Par Docteur Arnaud YALIKI

INTRODUCTION

 Mes chers compatriotes, 

 Vous avez été pris à témoin d’une soi-disant décision du Bureau Exécutif du Syndicat Autonome des Enseignants du Supérieur, le SYNAES, en date du 12 janvier 2022, signée par son Secrétaire Exécutif, et qui prononce mon exclusion ainsi que celui du collègue Jules Yanganda du Syndicat, prétendument au motif, je cite, « d’activités à caractère subversif tendant à saborder les efforts du Gouvernement » et « d’actes de nature à discréditer le mouvement ».
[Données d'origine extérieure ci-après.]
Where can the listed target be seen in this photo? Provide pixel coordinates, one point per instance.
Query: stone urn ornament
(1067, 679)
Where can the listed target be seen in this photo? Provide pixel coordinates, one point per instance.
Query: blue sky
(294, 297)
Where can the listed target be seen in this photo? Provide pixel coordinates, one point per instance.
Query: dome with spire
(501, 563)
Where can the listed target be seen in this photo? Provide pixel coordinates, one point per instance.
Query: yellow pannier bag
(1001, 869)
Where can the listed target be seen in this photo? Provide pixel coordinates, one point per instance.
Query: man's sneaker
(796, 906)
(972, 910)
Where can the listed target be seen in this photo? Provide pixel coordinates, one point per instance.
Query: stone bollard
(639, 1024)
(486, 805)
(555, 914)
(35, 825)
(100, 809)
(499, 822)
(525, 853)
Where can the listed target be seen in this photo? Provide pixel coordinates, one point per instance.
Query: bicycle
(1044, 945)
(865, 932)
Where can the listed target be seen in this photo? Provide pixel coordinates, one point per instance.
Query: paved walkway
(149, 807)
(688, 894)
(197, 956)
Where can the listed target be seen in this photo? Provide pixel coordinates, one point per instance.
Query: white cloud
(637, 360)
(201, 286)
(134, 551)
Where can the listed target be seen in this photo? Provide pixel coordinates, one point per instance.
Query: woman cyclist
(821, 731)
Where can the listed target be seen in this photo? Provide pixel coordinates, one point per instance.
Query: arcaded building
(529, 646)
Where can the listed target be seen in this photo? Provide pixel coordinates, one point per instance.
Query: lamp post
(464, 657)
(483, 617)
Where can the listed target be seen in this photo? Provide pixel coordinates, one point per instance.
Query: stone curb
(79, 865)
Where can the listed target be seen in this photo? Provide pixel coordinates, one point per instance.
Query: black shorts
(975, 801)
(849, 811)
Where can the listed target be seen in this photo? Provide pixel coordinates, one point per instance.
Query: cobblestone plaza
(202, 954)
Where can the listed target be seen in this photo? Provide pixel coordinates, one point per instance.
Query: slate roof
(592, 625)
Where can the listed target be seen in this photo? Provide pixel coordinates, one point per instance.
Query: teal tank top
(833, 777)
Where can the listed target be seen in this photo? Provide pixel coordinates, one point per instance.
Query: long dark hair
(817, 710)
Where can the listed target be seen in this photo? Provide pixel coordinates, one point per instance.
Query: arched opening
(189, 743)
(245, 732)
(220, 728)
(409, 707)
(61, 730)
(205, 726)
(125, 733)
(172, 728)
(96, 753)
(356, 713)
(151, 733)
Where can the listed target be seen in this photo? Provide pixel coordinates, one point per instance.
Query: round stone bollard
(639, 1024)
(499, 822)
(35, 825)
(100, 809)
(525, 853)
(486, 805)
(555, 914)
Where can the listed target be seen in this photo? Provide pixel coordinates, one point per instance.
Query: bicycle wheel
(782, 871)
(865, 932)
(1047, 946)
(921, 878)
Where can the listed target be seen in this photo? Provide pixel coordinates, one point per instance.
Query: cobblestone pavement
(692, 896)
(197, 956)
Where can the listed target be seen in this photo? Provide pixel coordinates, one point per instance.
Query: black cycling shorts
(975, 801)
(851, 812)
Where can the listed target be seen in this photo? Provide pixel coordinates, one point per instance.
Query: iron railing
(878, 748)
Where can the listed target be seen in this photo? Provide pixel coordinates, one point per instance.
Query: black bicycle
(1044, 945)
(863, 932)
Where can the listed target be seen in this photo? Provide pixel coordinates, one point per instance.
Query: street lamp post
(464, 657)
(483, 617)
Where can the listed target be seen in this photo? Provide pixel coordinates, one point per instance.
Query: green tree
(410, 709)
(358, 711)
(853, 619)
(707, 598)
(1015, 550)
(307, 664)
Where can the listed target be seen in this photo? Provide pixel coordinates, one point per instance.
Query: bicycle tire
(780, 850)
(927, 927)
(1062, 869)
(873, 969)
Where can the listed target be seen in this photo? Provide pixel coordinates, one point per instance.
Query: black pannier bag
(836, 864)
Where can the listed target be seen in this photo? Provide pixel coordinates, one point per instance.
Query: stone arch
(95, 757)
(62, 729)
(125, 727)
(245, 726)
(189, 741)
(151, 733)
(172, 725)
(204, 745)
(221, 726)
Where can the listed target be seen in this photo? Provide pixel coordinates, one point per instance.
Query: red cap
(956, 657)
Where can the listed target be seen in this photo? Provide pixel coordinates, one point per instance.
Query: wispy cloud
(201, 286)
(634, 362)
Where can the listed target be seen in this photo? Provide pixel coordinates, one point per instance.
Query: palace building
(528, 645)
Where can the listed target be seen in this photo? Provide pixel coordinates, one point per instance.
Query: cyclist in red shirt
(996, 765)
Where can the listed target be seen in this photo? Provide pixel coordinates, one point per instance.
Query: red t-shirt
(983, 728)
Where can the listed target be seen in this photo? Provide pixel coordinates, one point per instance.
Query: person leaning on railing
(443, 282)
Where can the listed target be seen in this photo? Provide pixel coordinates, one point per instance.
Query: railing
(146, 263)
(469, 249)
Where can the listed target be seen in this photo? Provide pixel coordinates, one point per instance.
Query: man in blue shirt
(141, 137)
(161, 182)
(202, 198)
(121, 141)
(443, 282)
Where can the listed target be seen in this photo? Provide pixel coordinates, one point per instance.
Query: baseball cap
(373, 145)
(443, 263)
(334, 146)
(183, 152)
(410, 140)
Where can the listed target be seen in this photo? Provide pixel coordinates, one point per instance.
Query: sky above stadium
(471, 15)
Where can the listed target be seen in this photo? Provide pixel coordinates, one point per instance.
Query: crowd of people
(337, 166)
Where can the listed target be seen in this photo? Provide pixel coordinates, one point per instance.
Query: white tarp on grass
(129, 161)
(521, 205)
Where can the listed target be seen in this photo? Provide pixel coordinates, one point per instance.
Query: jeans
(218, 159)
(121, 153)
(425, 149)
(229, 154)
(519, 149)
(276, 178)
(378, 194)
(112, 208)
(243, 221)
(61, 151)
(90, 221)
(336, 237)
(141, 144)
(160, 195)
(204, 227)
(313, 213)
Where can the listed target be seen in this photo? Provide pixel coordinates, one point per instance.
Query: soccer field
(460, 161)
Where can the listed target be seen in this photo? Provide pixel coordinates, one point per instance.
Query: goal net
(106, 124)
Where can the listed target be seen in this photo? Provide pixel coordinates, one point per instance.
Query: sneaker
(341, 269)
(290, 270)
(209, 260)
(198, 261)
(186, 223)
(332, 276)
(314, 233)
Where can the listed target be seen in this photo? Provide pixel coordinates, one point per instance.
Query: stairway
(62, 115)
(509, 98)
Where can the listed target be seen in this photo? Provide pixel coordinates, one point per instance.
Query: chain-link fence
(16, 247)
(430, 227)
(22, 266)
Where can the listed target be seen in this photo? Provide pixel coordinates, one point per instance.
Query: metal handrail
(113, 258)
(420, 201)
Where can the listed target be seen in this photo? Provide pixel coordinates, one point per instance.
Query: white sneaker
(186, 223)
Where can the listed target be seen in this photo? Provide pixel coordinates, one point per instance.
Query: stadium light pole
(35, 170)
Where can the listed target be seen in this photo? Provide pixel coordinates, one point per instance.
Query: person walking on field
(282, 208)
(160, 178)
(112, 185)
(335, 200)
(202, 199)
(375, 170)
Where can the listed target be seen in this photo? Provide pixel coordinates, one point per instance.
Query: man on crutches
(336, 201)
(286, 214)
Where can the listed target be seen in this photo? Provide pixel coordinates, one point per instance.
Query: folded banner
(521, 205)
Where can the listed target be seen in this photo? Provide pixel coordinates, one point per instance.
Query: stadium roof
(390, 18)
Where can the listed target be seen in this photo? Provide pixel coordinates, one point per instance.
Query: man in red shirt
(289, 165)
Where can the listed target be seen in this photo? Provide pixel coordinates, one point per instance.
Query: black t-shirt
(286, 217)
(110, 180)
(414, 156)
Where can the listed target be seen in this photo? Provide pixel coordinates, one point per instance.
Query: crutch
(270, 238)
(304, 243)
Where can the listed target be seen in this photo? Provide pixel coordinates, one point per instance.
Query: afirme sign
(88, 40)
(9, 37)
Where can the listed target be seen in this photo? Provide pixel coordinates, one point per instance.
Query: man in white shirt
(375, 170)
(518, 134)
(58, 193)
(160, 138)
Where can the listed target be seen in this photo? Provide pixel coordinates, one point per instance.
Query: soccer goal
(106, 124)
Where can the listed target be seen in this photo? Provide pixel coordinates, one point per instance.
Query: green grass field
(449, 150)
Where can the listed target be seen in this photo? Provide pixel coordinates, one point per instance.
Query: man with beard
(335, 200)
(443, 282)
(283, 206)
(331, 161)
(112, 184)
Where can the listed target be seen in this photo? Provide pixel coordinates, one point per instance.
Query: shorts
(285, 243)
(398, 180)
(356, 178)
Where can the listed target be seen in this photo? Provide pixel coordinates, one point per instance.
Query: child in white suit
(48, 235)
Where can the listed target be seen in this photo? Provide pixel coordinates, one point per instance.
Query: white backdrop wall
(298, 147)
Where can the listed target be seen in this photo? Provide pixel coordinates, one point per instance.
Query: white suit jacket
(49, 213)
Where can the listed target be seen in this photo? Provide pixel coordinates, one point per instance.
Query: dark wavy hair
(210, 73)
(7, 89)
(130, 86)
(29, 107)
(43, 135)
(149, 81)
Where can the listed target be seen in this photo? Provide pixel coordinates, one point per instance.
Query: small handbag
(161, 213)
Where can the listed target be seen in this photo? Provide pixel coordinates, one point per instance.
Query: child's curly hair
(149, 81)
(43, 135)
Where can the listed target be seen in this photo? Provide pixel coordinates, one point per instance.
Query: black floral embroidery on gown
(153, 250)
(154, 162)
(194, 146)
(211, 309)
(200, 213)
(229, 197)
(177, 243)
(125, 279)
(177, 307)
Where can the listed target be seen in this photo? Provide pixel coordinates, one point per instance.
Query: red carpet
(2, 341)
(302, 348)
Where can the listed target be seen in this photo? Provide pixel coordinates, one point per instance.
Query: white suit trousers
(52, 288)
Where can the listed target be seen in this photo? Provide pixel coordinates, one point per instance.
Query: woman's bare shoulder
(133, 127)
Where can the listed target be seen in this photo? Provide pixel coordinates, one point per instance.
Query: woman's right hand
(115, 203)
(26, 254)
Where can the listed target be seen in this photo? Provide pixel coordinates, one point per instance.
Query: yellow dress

 Comme vous le savez, cette décision s’inscrit dans le cadre du récent mouvement social des Enseignants-chercheurs, et fait suite aux négociations entreprises par le syndicat avec le Gouvernement, selon une méthode et des modalités pour le moins discutables. 

 Je tiens avant toute chose à rappeler ici que le citoyen centrafricain et l’enseignant-chercheur de l’Université de Bangui que je suis, s’honore de respecter la loi de la République et les règlements de l’Université. 

 De la même manière, membre du SYNAES, je me fais un point d’honneur de me plier à toute décision qui est conforme à nos Statuts et à notre Règlement intérieur.

 Mais, encore faudrait-il, j’y insiste, que la décision en question réponde à cette condition, c’est-à-dire qu’elle soit conforme aux textes qui régissent notre collectif syndical. 

 Or tel n’est manifestement pas le cas ici. La soi-disant décision du 12 janvier est un tissu de violations caractérisées de nos textes de base. Plus encore, les violations en question sont des violations graves et même grossières. 

Ces violations caractérisées, graves et grossières se situent à 3 niveaux : au niveau de la procédure (I), au niveau des motifs de poursuite disciplinaire (II) et, enfin, au niveau de la sanction elle-même (III).

SUR LA PROCÉDURE

 Nous sommes ici en matière disciplinaire. 

Or, il faut savoir, premièrement, qu’en cette matière les textes doivent être appliqués strictement. Cela veut dire que l’instance disciplinaire doit suivre scrupuleusement ce qui est prévu par les textes. Si cette instance s’en écarte, ne serait-ce qu’un petit peu, elle entache sa décision d’illégalité. 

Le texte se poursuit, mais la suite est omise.